Editorial Board Peer Review - articles appearing in a journal are reviewed by an internal board of editors, not solely by one editor. The author's identity may be known or unknown.
Expert Peer Review - articles appearing in a journal are reviewed by experts (either internal or external to the journal) whose credentials are known and who are experts within the subject matter of the article under review. The author's identity may be known or unknown.
What are (scholarly) peer reviewed publications? (2014). [Web Page]. Retrieved from http://support.ebsco.com/knowledge_base/detail.php?id=976
Below is one process to tell whether the articles published in a particular journal have been through the peer-review process.
1. Find the About this journal section.
a. Type in journal title into the UTEP library online catalog’s E-Journals tab.
b. Click on Title Details.
c. Go to the publication’s Website.
d. Find the About section and read whether peer-reviewing is mentioned in the description.
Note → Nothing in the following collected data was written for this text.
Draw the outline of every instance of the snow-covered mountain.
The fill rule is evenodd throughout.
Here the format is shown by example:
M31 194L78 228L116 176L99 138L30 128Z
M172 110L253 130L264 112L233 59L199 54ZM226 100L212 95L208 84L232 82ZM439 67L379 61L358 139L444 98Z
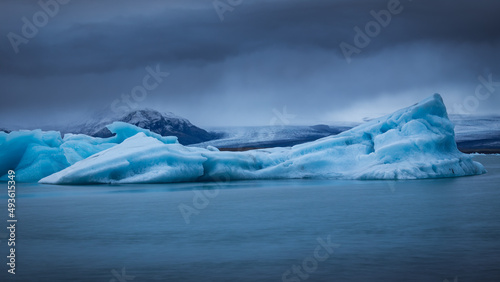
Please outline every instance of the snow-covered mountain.
M137 127L148 129L163 136L177 136L179 143L189 145L206 142L219 135L193 125L189 120L173 113L161 113L152 109L134 110L119 117L98 115L83 124L68 127L66 133L81 133L94 137L110 137L112 133L106 125L122 121Z

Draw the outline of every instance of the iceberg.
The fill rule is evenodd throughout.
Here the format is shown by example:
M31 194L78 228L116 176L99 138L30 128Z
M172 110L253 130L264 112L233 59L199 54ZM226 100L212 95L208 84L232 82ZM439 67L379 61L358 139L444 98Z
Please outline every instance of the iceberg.
M0 132L0 171L7 173L15 169L18 181L38 181L70 165L62 144L61 135L56 131ZM0 180L7 181L7 174Z
M109 143L101 140L101 143L91 144L91 139L81 139L84 144L91 146L71 144L69 147L74 150L71 153L74 156L65 154L65 159L58 158L60 151L57 151L56 157L47 162L53 161L55 164L48 170L63 167L65 160L76 162L39 182L90 184L283 178L423 179L485 173L480 163L457 149L453 128L439 94L338 135L288 148L246 152L220 152L214 147L185 147L175 139L120 123L110 127L110 130L120 134L105 141ZM63 147L64 151L63 145L69 139L62 140L62 145L58 145L61 142L59 140L54 148L60 150ZM92 150L102 149L104 144L110 143L115 145L83 158ZM30 150L33 149L28 152ZM38 168L44 165L46 157L47 154L38 161L30 159L31 162L27 163Z
M45 177L40 182L85 184L189 181L203 174L205 160L200 154L187 150L179 143L165 144L141 132L119 145Z
M141 132L164 144L177 143L175 136L164 137L124 122L114 122L107 127L114 136L66 134L62 138L57 131L39 129L0 132L0 171L7 173L14 169L17 181L36 182ZM0 181L7 180L7 174L0 177Z

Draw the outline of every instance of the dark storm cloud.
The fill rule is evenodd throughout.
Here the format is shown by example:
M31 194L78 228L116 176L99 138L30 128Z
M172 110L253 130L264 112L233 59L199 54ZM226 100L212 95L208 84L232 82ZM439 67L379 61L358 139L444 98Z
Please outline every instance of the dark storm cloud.
M3 13L18 2L3 4L7 8ZM222 23L210 1L196 2L198 9L190 8L189 2L174 8L169 8L168 1L155 2L160 12L131 16L113 12L119 1L108 2L102 9L109 10L110 16L98 22L92 21L87 1L62 6L60 13L84 11L88 18L56 18L38 38L20 45L18 55L4 40L1 71L51 75L100 73L156 62L205 64L280 46L323 48L341 56L339 43L352 44L353 27L363 27L372 20L369 11L386 9L388 1L243 1L224 14ZM144 5L148 3L136 3L134 8ZM368 52L415 40L492 43L500 37L500 2L402 1L401 5L405 10L394 16L390 30L381 33ZM8 19L9 27L15 21L19 28L22 25L18 14L2 18ZM2 34L9 31L3 28Z
M238 114L232 120L266 123L273 107L289 105L314 122L363 99L406 102L417 90L458 88L450 100L461 101L485 67L500 75L500 2L487 0L401 1L403 11L347 64L339 44L354 44L353 28L388 2L243 0L220 21L213 1L73 0L16 54L7 35L22 35L21 18L40 7L2 1L0 107L107 105L160 64L172 76L145 105L195 120L216 109L221 120L208 120L219 124Z

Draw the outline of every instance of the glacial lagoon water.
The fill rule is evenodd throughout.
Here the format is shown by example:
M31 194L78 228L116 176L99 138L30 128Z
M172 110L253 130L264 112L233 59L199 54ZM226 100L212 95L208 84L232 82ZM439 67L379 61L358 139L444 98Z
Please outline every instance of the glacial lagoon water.
M500 156L475 159L487 174L18 183L16 274L3 227L0 281L500 281Z

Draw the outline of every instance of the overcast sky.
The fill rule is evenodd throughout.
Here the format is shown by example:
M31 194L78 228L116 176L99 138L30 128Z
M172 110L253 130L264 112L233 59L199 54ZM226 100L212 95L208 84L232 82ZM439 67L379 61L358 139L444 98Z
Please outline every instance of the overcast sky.
M0 126L131 108L328 124L436 92L449 112L499 113L499 1L54 1L0 2Z

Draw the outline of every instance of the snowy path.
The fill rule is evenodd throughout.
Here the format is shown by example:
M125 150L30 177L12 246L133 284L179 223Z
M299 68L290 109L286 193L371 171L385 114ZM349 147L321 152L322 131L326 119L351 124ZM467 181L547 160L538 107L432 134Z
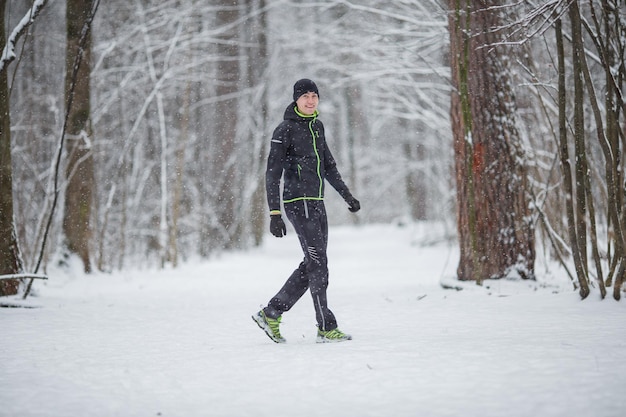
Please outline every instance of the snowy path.
M52 278L41 308L0 309L0 416L624 415L626 302L443 290L456 254L417 232L331 229L340 344L315 343L308 296L285 345L250 318L297 266L293 233L176 271Z

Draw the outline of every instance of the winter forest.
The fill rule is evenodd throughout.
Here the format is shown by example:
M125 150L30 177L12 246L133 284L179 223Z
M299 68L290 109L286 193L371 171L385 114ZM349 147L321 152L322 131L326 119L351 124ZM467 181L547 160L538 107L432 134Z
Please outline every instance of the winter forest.
M626 275L624 0L0 1L0 295L47 266L177 267L267 238L311 78L362 210L436 222L461 281ZM10 279L9 279L10 278Z

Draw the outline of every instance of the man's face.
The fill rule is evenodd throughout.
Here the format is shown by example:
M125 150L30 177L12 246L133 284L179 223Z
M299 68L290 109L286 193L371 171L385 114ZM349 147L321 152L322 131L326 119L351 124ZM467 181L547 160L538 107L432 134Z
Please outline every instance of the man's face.
M319 104L320 99L315 93L304 93L298 98L296 101L296 105L298 106L298 110L302 114L306 114L307 116L312 115L317 110L317 105Z

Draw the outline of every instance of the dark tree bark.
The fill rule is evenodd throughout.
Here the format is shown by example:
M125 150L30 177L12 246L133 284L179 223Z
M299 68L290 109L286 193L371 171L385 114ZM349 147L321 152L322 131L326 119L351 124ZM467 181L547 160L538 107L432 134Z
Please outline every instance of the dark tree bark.
M581 248L576 229L576 211L574 208L575 187L572 183L572 165L570 163L569 148L567 144L567 121L566 121L566 88L565 88L565 51L563 46L563 31L561 20L555 22L557 62L558 62L558 106L559 106L559 154L561 157L561 170L563 172L563 188L565 191L565 213L567 216L568 234L572 246L572 256L576 276L580 285L580 296L585 298L589 295L586 269L582 260ZM584 256L584 255L583 255Z
M65 211L63 232L65 244L71 254L76 254L83 262L85 272L91 272L90 240L91 211L93 203L94 160L92 153L92 131L90 110L90 70L91 70L91 35L84 46L81 45L81 33L91 16L93 0L68 0L67 16L67 52L65 73L65 103L70 102L70 85L74 72L74 62L78 53L83 54L77 73L72 105L69 108L67 123L67 188L65 191Z
M534 278L534 226L508 54L492 1L450 0L460 280Z
M11 161L11 106L8 85L8 66L16 59L15 47L18 39L26 33L46 1L33 4L25 17L13 29L9 38L5 27L6 2L0 1L0 48L4 48L0 62L0 275L19 274L23 262L13 212L13 170ZM35 271L36 272L36 271ZM21 274L34 279L33 274ZM1 277L0 277L1 278ZM21 279L21 278L20 278ZM32 279L30 281L32 283ZM19 290L20 280L0 279L0 296L14 295ZM30 290L30 284L27 291Z
M579 89L581 90L580 93L578 93L578 97L576 98L576 104L575 104L575 119L574 119L575 140L576 140L576 143L578 143L579 140L580 141L584 140L585 132L581 127L579 127L579 125L583 125L584 123L584 109L578 110L578 107L580 106L578 101L580 100L582 102L582 99L584 97L582 90L584 89L586 90L587 97L589 98L591 110L594 116L597 138L598 138L600 147L602 148L602 151L605 157L605 179L606 179L606 187L608 191L608 195L607 195L608 218L610 219L610 222L612 223L612 228L613 228L612 240L615 244L615 253L614 253L615 258L614 259L617 261L615 262L615 266L617 267L617 264L620 264L620 266L617 267L618 268L617 272L615 273L613 297L616 300L619 300L621 297L621 294L620 294L621 285L624 280L624 272L626 269L626 262L624 262L624 247L626 246L626 242L624 240L624 230L623 230L624 221L623 221L622 214L621 214L623 212L623 206L622 206L623 188L621 185L622 175L620 172L621 171L621 168L620 168L621 150L619 149L619 146L617 148L613 146L614 141L612 140L613 138L611 136L613 134L612 127L615 127L614 122L611 119L612 117L617 116L617 114L611 115L611 113L614 111L614 107L612 107L612 103L611 103L611 96L613 93L619 94L621 96L621 89L620 88L614 89L614 86L618 86L619 84L616 85L614 82L611 81L611 78L613 78L613 76L611 75L609 79L607 80L607 86L604 92L607 108L604 110L601 110L598 104L598 100L596 98L597 93L594 88L594 80L592 79L591 71L589 69L589 65L587 64L587 58L585 54L585 45L583 41L583 26L585 26L587 29L588 29L588 26L586 24L583 25L583 19L580 16L580 9L579 9L578 3L579 3L578 0L572 1L568 9L570 20L572 23L571 39L572 39L572 47L574 51L573 53L574 74L575 74L574 87L575 87L575 91L578 91ZM608 6L608 3L605 3L604 6ZM615 6L617 6L617 4ZM610 15L612 14L610 12L611 8L612 7L606 7L606 9L604 10L605 11L604 19L606 19L605 21L607 22L607 24L611 20L610 18ZM617 8L615 8L614 11L617 11ZM617 19L617 21L621 21L621 20L622 19ZM610 33L608 28L607 28L607 33ZM616 67L615 65L611 63L612 59L610 58L611 53L609 52L609 50L606 50L606 49L603 50L603 46L601 45L610 44L610 45L613 45L612 47L616 49L620 49L621 47L623 47L623 42L621 42L621 34L623 34L623 26L621 29L618 28L617 31L615 32L614 41L608 41L609 36L607 36L607 40L603 40L603 41L599 41L599 38L597 37L595 38L592 37L596 44L596 47L598 48L598 51L600 52L602 56L602 62L605 67L605 71L607 73L611 72L610 68L616 68ZM623 56L623 53L621 55ZM620 68L619 71L622 72L622 74L623 74L623 67L624 67L623 64L619 66ZM606 113L606 116L607 116L606 130L604 128L605 122L602 116L603 112ZM578 160L582 160L582 161L585 161L586 163L586 150L584 149L584 147L577 147L576 152L577 152L576 153L577 162ZM588 174L587 167L583 166L582 171L583 171L581 175L582 180L585 182L585 184L589 184L590 181L589 181L589 174ZM577 177L577 182L581 182L579 178L580 177ZM588 188L589 187L590 186L588 185ZM578 204L581 204L580 200L582 200L582 198L583 197L580 197L580 196L577 197L576 201ZM580 216L583 216L584 214L586 213L584 212L577 213L577 215L580 215ZM578 222L582 224L584 220L586 219L583 219L583 220L578 219ZM595 232L595 229L593 227L595 227L595 225L592 223L592 234ZM584 235L582 237L579 235L578 236L579 242L583 241L584 237L585 237ZM595 236L593 236L593 238L595 239ZM586 262L585 262L587 251L585 250L586 248L582 246L582 244L579 244L579 246L580 246L579 250L581 252L580 257L581 257L581 260L584 262L583 266L585 266L584 272L587 273ZM593 246L593 250L594 251L596 250L595 245ZM598 255L595 253L594 253L594 256L596 256L596 258L598 257ZM612 275L612 273L613 271L610 273L610 276ZM579 277L579 280L583 278L586 278L586 277ZM601 275L599 276L599 278L601 278ZM581 288L581 291L582 291L582 288Z
M5 2L0 2L0 48L7 43ZM22 272L20 249L13 222L13 173L11 166L11 118L5 63L0 70L0 275ZM17 294L19 281L0 280L0 296Z

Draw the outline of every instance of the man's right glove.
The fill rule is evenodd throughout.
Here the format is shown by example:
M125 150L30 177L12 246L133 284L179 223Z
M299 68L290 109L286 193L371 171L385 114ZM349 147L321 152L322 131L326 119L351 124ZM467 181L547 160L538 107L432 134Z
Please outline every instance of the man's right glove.
M276 237L283 237L287 234L287 227L280 214L270 216L270 232Z

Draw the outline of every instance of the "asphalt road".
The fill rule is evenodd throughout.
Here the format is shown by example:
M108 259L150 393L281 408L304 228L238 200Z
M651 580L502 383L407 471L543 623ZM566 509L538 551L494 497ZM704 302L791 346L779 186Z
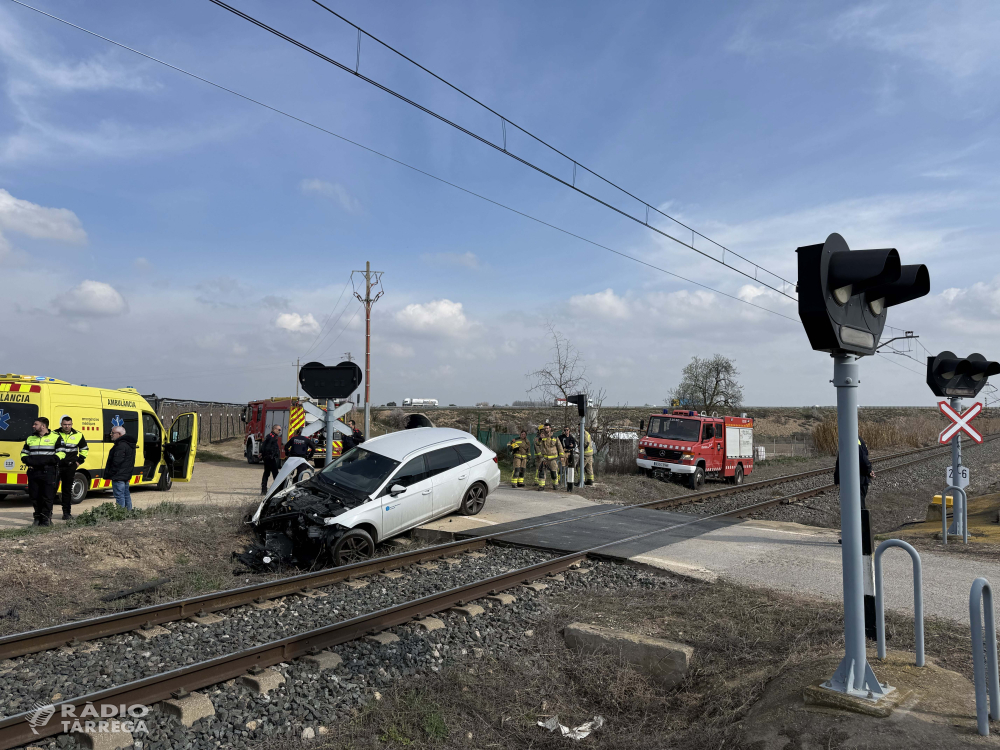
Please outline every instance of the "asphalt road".
M174 503L234 503L258 496L263 469L237 461L198 461L190 482L174 482L169 492L159 492L153 487L132 487L132 505L136 508L156 505L165 500ZM101 503L114 502L111 490L90 492L73 513L80 513ZM58 499L52 514L53 523L62 523L62 509ZM28 496L8 495L0 500L0 529L30 526L31 503Z

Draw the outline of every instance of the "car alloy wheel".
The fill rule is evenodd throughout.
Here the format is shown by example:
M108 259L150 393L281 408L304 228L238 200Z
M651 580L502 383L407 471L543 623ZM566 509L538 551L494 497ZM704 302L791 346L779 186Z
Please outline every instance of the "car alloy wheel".
M462 498L461 513L463 516L474 516L486 505L486 488L481 484L474 484Z

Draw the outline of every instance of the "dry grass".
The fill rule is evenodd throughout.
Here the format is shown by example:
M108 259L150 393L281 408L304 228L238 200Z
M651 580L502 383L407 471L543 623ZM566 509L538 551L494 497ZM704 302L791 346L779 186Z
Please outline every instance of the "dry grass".
M867 411L867 410L865 410ZM948 426L943 416L924 410L916 414L871 418L864 412L858 420L858 432L873 451L897 448L921 448L937 442L941 430ZM1000 431L1000 419L981 418L975 426L984 434ZM830 415L812 430L812 441L820 455L837 455L837 420Z

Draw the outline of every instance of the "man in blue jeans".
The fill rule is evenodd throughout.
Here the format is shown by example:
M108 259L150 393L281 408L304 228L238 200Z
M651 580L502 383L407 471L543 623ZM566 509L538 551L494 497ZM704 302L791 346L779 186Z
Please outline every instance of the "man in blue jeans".
M103 478L111 480L115 502L126 510L132 510L132 495L128 491L128 483L135 472L135 438L126 435L124 427L112 427L111 440L114 445L108 451Z

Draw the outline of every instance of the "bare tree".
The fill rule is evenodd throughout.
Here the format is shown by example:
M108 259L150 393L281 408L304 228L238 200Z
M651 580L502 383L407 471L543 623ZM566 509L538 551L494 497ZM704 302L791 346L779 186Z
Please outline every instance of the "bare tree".
M738 409L743 404L743 386L736 379L739 374L736 362L721 354L710 359L692 357L667 402L676 399L682 406L698 411Z
M532 383L528 392L543 397L552 405L557 398L565 399L586 392L590 382L580 353L569 343L569 339L551 322L546 321L545 327L552 337L552 359L538 370L528 373Z

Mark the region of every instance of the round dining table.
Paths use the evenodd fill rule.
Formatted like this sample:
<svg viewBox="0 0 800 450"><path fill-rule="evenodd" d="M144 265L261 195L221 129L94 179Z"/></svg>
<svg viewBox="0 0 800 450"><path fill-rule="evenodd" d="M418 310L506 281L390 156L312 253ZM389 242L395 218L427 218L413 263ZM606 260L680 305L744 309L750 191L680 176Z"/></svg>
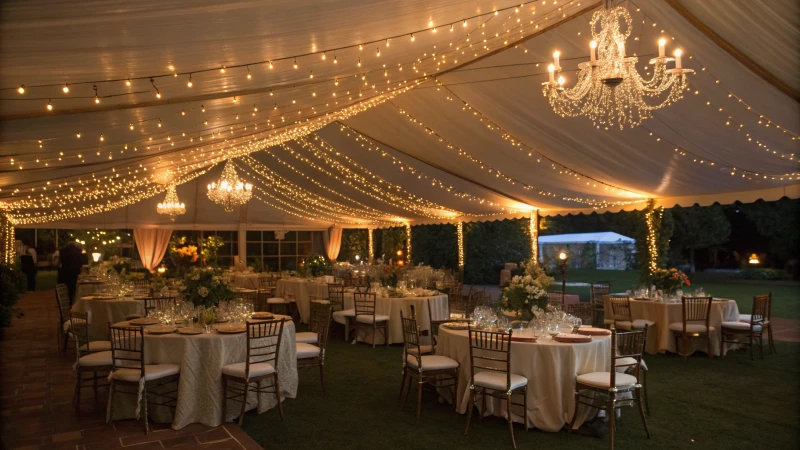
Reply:
<svg viewBox="0 0 800 450"><path fill-rule="evenodd" d="M333 281L333 280L331 280ZM328 298L328 283L305 278L281 278L275 289L275 297L294 295L300 322L308 323L311 317L311 300Z"/></svg>
<svg viewBox="0 0 800 450"><path fill-rule="evenodd" d="M455 398L456 410L460 414L471 411L468 333L467 330L453 330L443 325L439 327L436 344L437 355L447 356L461 364ZM576 377L609 370L611 337L592 336L591 342L586 343L562 343L549 337L541 337L536 342L512 342L510 352L511 373L528 379L528 425L543 431L557 432L569 425L575 412ZM448 390L442 389L440 394L452 400ZM523 422L521 408L511 408L514 422ZM505 417L505 414L504 401L487 397L483 415ZM575 428L596 414L597 409L581 405Z"/></svg>
<svg viewBox="0 0 800 450"><path fill-rule="evenodd" d="M107 341L108 324L125 320L130 314L144 315L144 300L100 294L80 297L72 310L89 314L89 340Z"/></svg>
<svg viewBox="0 0 800 450"><path fill-rule="evenodd" d="M435 294L425 297L376 297L375 314L389 316L388 338L390 344L403 343L403 323L400 320L400 311L405 317L410 317L411 306L417 317L417 325L422 330L431 329L431 316L428 313L428 301L431 303L431 312L435 317L448 317L446 294ZM353 292L345 292L344 309L354 308ZM379 334L380 336L380 334ZM363 337L365 342L372 343L371 333ZM384 342L377 342L384 344Z"/></svg>
<svg viewBox="0 0 800 450"><path fill-rule="evenodd" d="M261 275L254 272L237 272L233 274L233 284L244 289L261 289L261 282L258 281Z"/></svg>
<svg viewBox="0 0 800 450"><path fill-rule="evenodd" d="M611 308L611 297L604 298L605 318L613 319L614 310ZM681 301L663 301L652 299L630 299L631 317L633 320L645 319L654 324L647 332L647 348L645 351L651 355L658 353L678 353L675 336L669 329L669 324L683 321L683 305ZM714 328L711 333L711 355L719 356L719 330L722 322L738 322L739 306L735 300L713 298L711 300L711 316L709 325ZM705 339L692 339L692 351L709 353ZM729 347L733 348L733 347Z"/></svg>
<svg viewBox="0 0 800 450"><path fill-rule="evenodd" d="M297 353L295 349L295 326L288 316L285 318L277 371L281 385L281 401L297 396ZM127 326L129 322L115 325ZM247 334L222 334L215 329L211 333L183 335L149 334L144 327L145 364L177 364L181 367L178 382L178 401L173 412L164 406L149 406L150 419L159 423L172 423L172 429L202 423L216 427L222 418L222 367L240 363L247 356ZM166 386L169 389L169 386ZM174 387L173 387L174 389ZM117 395L114 399L114 420L134 418L136 397ZM258 394L252 390L247 398L246 409L257 409L264 413L275 407L275 394ZM110 405L109 405L110 407ZM226 421L238 417L241 403L228 400Z"/></svg>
2. Read the Bibliographic Information in the Library Record.
a. Once you have found your journal title in the E-Journals tab, and clicked on title details, select Additional Title Details.
b. Look in Key Features.
Is it a Peer Reviewed Article?
A. Instructions: Which of these article citations comes from a peer-reviewed journal?
In MLA Style:
Bosworth, David. "From wariness to wishfulness: Disney's emasculation of Pinocchio's conscience." Georgia Review 65.3 (2011): 584-608. Web.
McGee, John. "Piloted by desire: The nautical theme in Romeo and Juliet." English Studies 95.4 (2014): 392-409. Web.
Zinoman, Jason. "Underneath the horror, evidence of some Heart." New York Times (2008): 8. Web.
In APA Style:
Bosworth, D. (2011). From wariness to wishfulness: Disney's emasculation of Pinocchio's conscience. The Georgia Review, (3). 584.
McGee, J. (2014). Piloted by desire: The nautical theme in Romeo and Juliet. English Studies, 95(4), 392-409.
Zinoman, J. (2008). Underneath the horror, evidence of some heart. The New York Times. p. C8.
Prove it! : 1) Provide the dates the peer-reviewed journal is available through the UTEP Library; 2) List the database(s) through which the peer-reviewed journal is available.